A category is one logical dataset. Each one is written out as a zip per output format (gpkg, shp, geojson, kml). You write its SELECT and WHERE in plain SQL.

Anatomy

- name: Buildings
  formats: [gpkg, shp, kml]         # optional override of output.formats
  hdx:
    title: Buildings of Nepal
    notes: ...
    tags: [buildings, geodata]
    license: ODbL 1.0
  overture:
    enabled: true
    theme: buildings
    feature_type: building
    select:
      - id
      - names.primary AS name
      - height
      - num_floors
    where: []
  osm:
    enabled: true
    filter:
      building: true
    select:
      - feature_id AS id
      - tags['name'] AS name
      - tags['height'] AS height
    where: []

When both overture.enabled and osm.enabled are true, both sources contribute resources to the same HDX dataset.

Mental model

Field Where it runs Purpose
osm.filter quackosm (PBF -> parquet) which OSM features enter cache
osm.select DuckDB SQL on cached parquet columns to keep
osm.where DuckDB SQL on cached parquet extra row filter (rarely needed)
overture.select DuckDB SQL on Overture S3 read columns to keep
overture.where DuckDB SQL on Overture S3 read row filter

OSM source schema

quackosm produces parquet with three columns:

  • feature_id (varchar): OSM type + id, e.g. node/12345
  • tags (MAP<VARCHAR, VARCHAR>): all retained tags
  • geometry

tags['key'] returns the scalar value (or NULL when the tag is absent). See the OSM Map Features wiki for available keys.
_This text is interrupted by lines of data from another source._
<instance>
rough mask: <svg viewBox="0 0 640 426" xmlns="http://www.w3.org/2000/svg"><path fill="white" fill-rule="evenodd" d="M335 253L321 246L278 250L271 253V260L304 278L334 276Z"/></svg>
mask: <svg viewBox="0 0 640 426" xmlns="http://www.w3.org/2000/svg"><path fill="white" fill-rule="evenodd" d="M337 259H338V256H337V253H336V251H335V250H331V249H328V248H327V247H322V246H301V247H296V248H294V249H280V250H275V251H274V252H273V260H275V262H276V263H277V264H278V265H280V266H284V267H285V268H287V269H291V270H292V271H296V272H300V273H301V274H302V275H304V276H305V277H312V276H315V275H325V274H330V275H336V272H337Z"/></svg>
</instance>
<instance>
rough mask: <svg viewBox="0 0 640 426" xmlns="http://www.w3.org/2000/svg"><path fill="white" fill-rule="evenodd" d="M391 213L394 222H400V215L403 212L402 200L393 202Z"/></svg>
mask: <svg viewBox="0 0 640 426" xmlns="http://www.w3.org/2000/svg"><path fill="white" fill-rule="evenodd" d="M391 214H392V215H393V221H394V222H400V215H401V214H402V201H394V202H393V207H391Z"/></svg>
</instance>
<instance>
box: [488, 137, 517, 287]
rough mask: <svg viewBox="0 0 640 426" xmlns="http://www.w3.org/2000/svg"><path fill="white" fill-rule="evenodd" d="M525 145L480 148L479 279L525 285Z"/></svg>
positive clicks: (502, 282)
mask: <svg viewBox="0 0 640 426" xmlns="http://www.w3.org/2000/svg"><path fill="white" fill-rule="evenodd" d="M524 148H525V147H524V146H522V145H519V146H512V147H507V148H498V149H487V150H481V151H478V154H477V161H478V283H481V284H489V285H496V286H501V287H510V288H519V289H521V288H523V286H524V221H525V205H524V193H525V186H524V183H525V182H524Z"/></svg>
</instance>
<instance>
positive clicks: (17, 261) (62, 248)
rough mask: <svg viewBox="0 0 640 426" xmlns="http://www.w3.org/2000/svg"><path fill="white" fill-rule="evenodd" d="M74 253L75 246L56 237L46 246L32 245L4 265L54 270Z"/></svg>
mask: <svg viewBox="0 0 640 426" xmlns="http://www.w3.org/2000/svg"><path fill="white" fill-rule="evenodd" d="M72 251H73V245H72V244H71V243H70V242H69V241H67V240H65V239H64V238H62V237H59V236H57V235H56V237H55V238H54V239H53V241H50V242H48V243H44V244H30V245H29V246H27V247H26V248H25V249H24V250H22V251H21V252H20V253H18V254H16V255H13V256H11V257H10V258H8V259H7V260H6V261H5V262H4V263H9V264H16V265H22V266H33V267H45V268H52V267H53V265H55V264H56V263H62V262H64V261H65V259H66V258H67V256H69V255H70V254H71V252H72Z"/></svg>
osm.filter accepts the quackosm tag-filter shape:

osm:
  filter:
    building: true                          # any value
    highway: ["primary", "secondary"]       # only these values
    amenity: ["hospital", "clinic"]

Overture source schema

Overture data lives at s3://overturemaps-us-west-2/release/<release>/theme=<theme>/type=<feature_type>/.

Theme Feature type Notable columns
addresses address id, country, postcode, street, number, unit
base bathymetry id, depth
base infrastructure id, names, subtype, class
base land id, names, subtype, class
base land_cover id, subtype, cartography.{min,max}_zoom
base land_use id, names, subtype, class, surface
base water id, names, subtype, class, is_salt, wikidata
buildings building id, names, class, subtype, height, num_floors, roof_*
buildings building_part id, height, num_floors
divisions division id, names, subtype, country, region, population
divisions division_area id, names, subtype, country, region
divisions division_boundary id, subtype, class
places place id, names, categories, addresses, phones, websites
transportation connector id
transportation segment id, names, class, subclass, subtype, road_surface

Authoritative reference: overturemaps.org/schema.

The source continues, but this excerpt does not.